How does a businessperson obtain information about the E.U. fund?
Owners of small- and mid-sized companies can go to their bank. We will be working closely with business banks. That is why the European Investment Bank is looking after the project. Commission funds will concentrate on higher-risk projects, whether it is the financing of start-ups or major infrastructure projects. With these, we will offer investors a so-called “first loss security.” This means the fund will take responsibility for the first losses.
Won’t this boost private sector losses, while the public sector picks up the cost of any losses?
When profits are generated, they will flow to all participants including the fund. If there are losses, they will first be covered by the fund, meaning the public sector. We are doing that to kick off investment. The risk to taxpayers is manageable. After all, not all the projects we help to finance will collapse.
The new fund is of little help when the investment climate is generally poor. In France, bureaucracy and high wages frighten off investors. Can the E.U. continue to accept that?
No. When a member state gets the reputation of being incapable of reform, mistrust grows. Investors ask whether their money is well placed in such a country, since there is certainly the risk that taxes and social welfare contributions will continue to increase.
France is going deeper and deeper into debt to avoid that and is in permanent violation of the Stability Pact. Can the E.U. tolerate that any longer?
When the pact’s regulations are continually broken, then ultimately, they are of no value. We cannot afford such a loss of credibility. If the world no longer trusts in our fiscal policy, then in the end, no one at all will invest with us.

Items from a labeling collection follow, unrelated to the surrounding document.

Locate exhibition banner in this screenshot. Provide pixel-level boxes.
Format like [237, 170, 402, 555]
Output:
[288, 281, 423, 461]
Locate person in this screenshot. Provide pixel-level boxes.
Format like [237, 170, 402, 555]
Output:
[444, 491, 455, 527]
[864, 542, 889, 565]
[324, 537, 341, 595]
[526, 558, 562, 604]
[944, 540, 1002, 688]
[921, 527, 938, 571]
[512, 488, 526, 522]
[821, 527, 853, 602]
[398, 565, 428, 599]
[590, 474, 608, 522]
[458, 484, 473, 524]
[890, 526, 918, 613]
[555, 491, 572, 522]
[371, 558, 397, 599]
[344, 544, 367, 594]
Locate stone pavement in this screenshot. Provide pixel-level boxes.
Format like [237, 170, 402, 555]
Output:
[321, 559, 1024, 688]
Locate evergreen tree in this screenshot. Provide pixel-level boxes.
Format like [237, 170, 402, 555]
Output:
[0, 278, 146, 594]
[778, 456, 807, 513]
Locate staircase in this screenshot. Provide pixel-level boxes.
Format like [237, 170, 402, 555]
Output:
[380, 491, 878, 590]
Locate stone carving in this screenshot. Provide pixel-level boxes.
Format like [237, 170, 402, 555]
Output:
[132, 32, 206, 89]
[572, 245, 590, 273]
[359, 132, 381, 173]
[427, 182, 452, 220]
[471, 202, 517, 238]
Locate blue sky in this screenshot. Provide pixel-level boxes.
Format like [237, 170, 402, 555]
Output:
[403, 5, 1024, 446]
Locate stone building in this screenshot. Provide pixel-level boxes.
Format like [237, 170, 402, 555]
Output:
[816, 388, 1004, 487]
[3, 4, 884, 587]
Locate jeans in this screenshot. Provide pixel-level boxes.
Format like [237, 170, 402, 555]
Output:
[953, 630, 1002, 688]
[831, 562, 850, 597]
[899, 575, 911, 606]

Your fellow European Commissioners, Pierre Moscovici and Valdis Dombrovskis, are due to present recommendations for the member states national draft budgets for 2015. Will the Commission threaten France with sanctions?
I cannot say anything about the details of the recommendations, but it is not about 0.1 percent more or less of a budget deficit. It is more important that the euro states become more competitive.
France is not succeeding at that. Its deficit continues to increase.
We now have to concentrate on removing such macroeconomic imbalances. There is a procedure in the E.U. for that, which also can ultimately lead to sanctions.
Doesn’t the E.U. need to massively increase the political pressure on the government in Paris?
Political pressure from other member states is what is needed. I find it interesting that other countries – for example, Spain and Italy – are now tackling reforms. It is all the more important that the finance ministers in the Eurogroup exert more pressure on those countries unwilling to reform.